The Fall Flu, like all deadly viruses, is spread in the most innocuous of ways; careless kisses lost to time and the onset of the morning at Midtown; sharing a pencil with your classmate who always forgets that most assessments are scantron-based in that class; and BATHROOMS.

As effective as the aforementioned means of contamination may be, they pale in comparison to the classroom. Yes, the classroom, where students with 99-degree temperature fevers drag themselves to due to outdated attendance policies; the classroom, where a simple sneeze, misdirected cough or careless handshake can adversely affect the health of scores of students.

We’re going to make a plea: If you are sick, please, stay in your home, dorm or fraternity/sorority basement. We get it: Attendance policies being what they are, you are compelled by mandate to drag your diseased and germ-ridden body to a room full of (relatively) healthy individuals. However, it is much more beneficial to both your health and the larger UF populace if you just stay at home, cuddle up to season five of "Breaking Bad" and recuperate.

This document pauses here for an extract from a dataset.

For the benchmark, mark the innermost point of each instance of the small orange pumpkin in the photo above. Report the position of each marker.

We’re also going to make a request to the university, instructors and teaching assistants: Please don’t penalize us for not coming to class while sick. We understand it can be difficult to motivate students without strict attendance policies, and we are more than sympathetic to the idea that when you show up to work, you’d actually like for there to be students for you to educate.

At the same time, keeping a firm adherence to an already rigid attendance policy affects more than just the sickly student who might miss class. It affects every person that student comes near.

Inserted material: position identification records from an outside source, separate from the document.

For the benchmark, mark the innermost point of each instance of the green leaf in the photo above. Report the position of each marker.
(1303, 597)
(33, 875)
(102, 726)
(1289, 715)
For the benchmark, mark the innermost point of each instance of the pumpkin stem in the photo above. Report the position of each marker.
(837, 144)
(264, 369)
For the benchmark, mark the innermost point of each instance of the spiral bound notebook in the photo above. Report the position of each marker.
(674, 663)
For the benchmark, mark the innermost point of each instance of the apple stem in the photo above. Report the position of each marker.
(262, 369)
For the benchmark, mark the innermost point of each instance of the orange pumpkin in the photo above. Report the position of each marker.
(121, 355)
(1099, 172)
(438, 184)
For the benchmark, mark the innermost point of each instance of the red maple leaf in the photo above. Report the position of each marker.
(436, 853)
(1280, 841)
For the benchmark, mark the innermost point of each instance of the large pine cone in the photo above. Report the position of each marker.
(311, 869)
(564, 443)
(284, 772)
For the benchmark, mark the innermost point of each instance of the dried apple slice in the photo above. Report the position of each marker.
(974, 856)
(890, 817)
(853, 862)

Some would counter that the presence of "excused absences" if a doctor’s note is provided offsets the aforementioned concerns. That’s all well and good, but the Fall Flu is also called the UF Plague for a reason: It spreads quickly and effectively. Given the difficulty of arranging appointments at the UF Student Health Care Center on a regular week, the idea of getting an appointment that works within your schedule during flu season seems like a fool’s errand.

We’re abundantly aware this editorial isn’t going to immediately stop students from contaminating their classmates or convince professors that more than three absences isn’t the worst thing in the world; at the least, we hope it serves as half-decent tissue material in these tough times.